Si è poi passati al Pranzo Accademico di fine Anno, durante il quale sono state presentate la maglietta ufficiale della istituenda Ciclistica Amatoriale sponsorizzata come braccio sportivo dell’Accademia dallo Studio Odontoiatrico Carcione di Aquino e una stampa dantesca su tela realizzata dall’Accademia come donazione da destinare alla Scuola Media di Villa Santa Lucia. Riconoscimenti di merito e consegna di pergamene a professionisti, imprenditori, studiosi, artisti e volontari del territorio hanno concluso l’evento.

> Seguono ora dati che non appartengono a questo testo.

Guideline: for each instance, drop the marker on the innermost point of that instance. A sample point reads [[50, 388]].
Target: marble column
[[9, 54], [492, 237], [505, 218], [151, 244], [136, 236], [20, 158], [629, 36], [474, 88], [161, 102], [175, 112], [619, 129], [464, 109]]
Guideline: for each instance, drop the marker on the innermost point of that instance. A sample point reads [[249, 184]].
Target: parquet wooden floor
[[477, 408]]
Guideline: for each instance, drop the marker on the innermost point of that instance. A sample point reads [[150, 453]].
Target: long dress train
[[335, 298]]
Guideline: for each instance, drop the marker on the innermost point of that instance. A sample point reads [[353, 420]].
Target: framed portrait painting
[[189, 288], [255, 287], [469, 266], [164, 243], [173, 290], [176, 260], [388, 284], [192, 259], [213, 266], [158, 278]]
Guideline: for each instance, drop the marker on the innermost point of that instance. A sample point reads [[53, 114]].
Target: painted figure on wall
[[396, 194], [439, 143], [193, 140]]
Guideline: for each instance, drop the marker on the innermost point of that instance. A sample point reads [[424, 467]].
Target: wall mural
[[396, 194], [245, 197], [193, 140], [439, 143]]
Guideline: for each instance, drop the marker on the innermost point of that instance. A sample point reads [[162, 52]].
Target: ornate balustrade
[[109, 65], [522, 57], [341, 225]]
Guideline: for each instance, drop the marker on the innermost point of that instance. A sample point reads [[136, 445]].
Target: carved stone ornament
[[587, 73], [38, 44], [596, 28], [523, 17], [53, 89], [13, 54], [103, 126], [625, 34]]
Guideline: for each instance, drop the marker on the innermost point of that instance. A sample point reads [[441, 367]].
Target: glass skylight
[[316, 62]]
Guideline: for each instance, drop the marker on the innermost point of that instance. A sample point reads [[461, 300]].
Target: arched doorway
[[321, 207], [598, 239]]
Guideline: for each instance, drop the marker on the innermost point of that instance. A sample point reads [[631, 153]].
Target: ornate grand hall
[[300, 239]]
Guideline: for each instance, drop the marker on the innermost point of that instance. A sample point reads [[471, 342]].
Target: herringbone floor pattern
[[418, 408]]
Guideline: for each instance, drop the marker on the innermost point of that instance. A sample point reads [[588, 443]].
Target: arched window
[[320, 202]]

Il congedo dei presenti è stato affidato al moderatore della giornata, il prof. Filippo Carcione, Presidente Vicario del Cds Scienze Pedagogiche dell’Università di Cassino e del Lazio Meridionale, il quale ha sciolto il Convivio Dantesco con il seguente messaggio: «L’attualità di Dante, da sincero esponente dei guelfi bianchi, sta nell’aver saputo intravedere nell’equo rapporto tra Papato e Impero – dove l’autonomia delle due sfere (spirituale e temporale) scongiura le derive tanto della ierocrazia (guelfi neri) quanto del cesaropapismo (ghibellini) – una sana anticipazione della laicità dello Stato (contro le prevaricazioni confessionali dell’integralismo e del fondamentalismo) e del diritto della Chiesa a poter incidere nella dialettica democratica facendo sentire l’autorevolezza della sua proposta (contro i boicottaggi preconcetti del materialismo e dell’indifferentismo). Impegnato in prima linea nella vita politica della sua città, il Sommo Poeta seppe concepire l’identità degli enti locali come risorse inalienabili della società, ma con la consapevolezza di non essere focolai centrifughi autoreferenziali e antagonisti bensì realtà collaborative per la realizzazione di un disegno europeista, che nella sintesi imperiale trovava il suo punto di raccordo costruttivo, un raccordo di cui la carta dei valori cristiani garantiti dal magistero ecclesiale era profonda ragion d’essere e sicuro collante sociale. A noi il compito di trarne oggi debita lezione».